Олег картошку в уху таки кладет. В этом, видимо, заключается его хохляцкий протест против москальских рецептов, который (протест) странным образом, как я уже отметил выше, смыкается с обычной практикой темных, не знающих собственных обычаев русских людей.
Особенность этой профессорской ухи заключается в том, что он не доводит ее до кипения.[40] Сначала он отдельно отваривает картошку, потом бросает ее в воду, где лежат большие куски форели. Форельные же куски наложены в котелок доверху и лишь залиты водой. Вода нагревается до «предкипящего» состояния и в нем поддерживается минут пять-десять. Рыба отлично сваривается без всякого кипения. Но вот разлили по тарелкам. Луковица, большой лохматый кусок черного хлеба. Ну, давай по маленькой…

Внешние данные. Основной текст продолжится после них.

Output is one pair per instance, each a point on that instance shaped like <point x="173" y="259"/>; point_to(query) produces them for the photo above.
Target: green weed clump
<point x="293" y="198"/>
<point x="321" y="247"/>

Уже стемнело. Становится холодно. Вслед за рюмкой ледяной водки вливается в пищевод густая огненная уха. Запах, вкус, аромат… Блин! По второй. Обязательная программа. Изо рта начинает валить пар. Разговоры переносятся в дом. Чай, выпечка. Пылает камин. В голове мысль: как бы не напиться? Нужно скорее собираться домой. Ведь завтра воскресенье, то есть футбол, баня. Но тут так хорошо… Нет, все. Встаем, поехали. Акт расставания. На посошок. Возьмите с собой рыбки. Нет, нет, что вы, не нужно… Да возьмите. Ну ладно. Все, все. Поехали, Пока. Целую. Все.
А.К.
ЭРНСТ: КОГДА МОБИЛЫ БЫЛИ БОЛЬШИМИ
Простой репортер Костя Эрнст, теперь уже большой медиа-магнат Константин Львович, прошел большой путь. Мы и оглянуться не успели.
КАК ГАГАРИН?
Как бы то ни было, уйдет Эрнст куда или нет в ближайшее время, обращаю ваше внимание вот на что: человек на своем посту уже четвертый президентский срок. На пенсию ему, что ли, с этой должности уходить c самоваром – подарком от профкома? Должен же быть еще рост. Какой-то. Лично я легко вижу его в Кремле – он там будет смотреться не хуже, чем… обойдемся тут без известных фамилий. Право, там не будет лишним высокий артистичный красавец, который говорит по-русски очень толково и притом афористично. Да к тому ж, пардон, из Питера. И, entschuldigen Sie bitte, с немецкой фамилией (в переводе – серьезный, серьезно), а это нашего брата германиста умиляет. Я давно удивлялся, почему они там не могут на серьезную роль найти парня типа Гагарина, видного, с хорошей улыбкой, а тащат разных… э-э-э… разных. Ну, Константин Львович, конечно, не Юрий Алексеевич, но по фактуре он куда ближе к типажу русского красавца и добра молодца, чем… типун мне на язык. «Девочки, посмотрите на фотки Эрнста – какой симпатичный парень, с нордической внешностью…» – немало в Интернете подобных откликов на портреты телеклассика.
Когда его спрашивают, насколько серьезно он допущен во власть, ответ дается приблизительно такой: «Компьютер в таких случаях отвечает: “Вопрос некорректен”». А что, грамотно…
О популярности: даже Хемингуэй теперь в русскоязычных публикациях все чаще Эрнст, чем Эрнест, – это явно в честь Константина Львовича. И то сказать, теперь небожители – это ТВ-люди, а не разные писатели.
Я еще вспомнил, что у Эрнста был конфликт с министром печати М.Ю. Лесиным. Кто кого? – Боливар не вынесет двоих; где, кстати, сейчас Лесин? Что-то его давно не видно. Более того: эксперты, которые отслеживают битву компроматов, отмечают, что на наезды в прессе Эрнст реагирует куда жестче, чем даже сам ВВП. О как.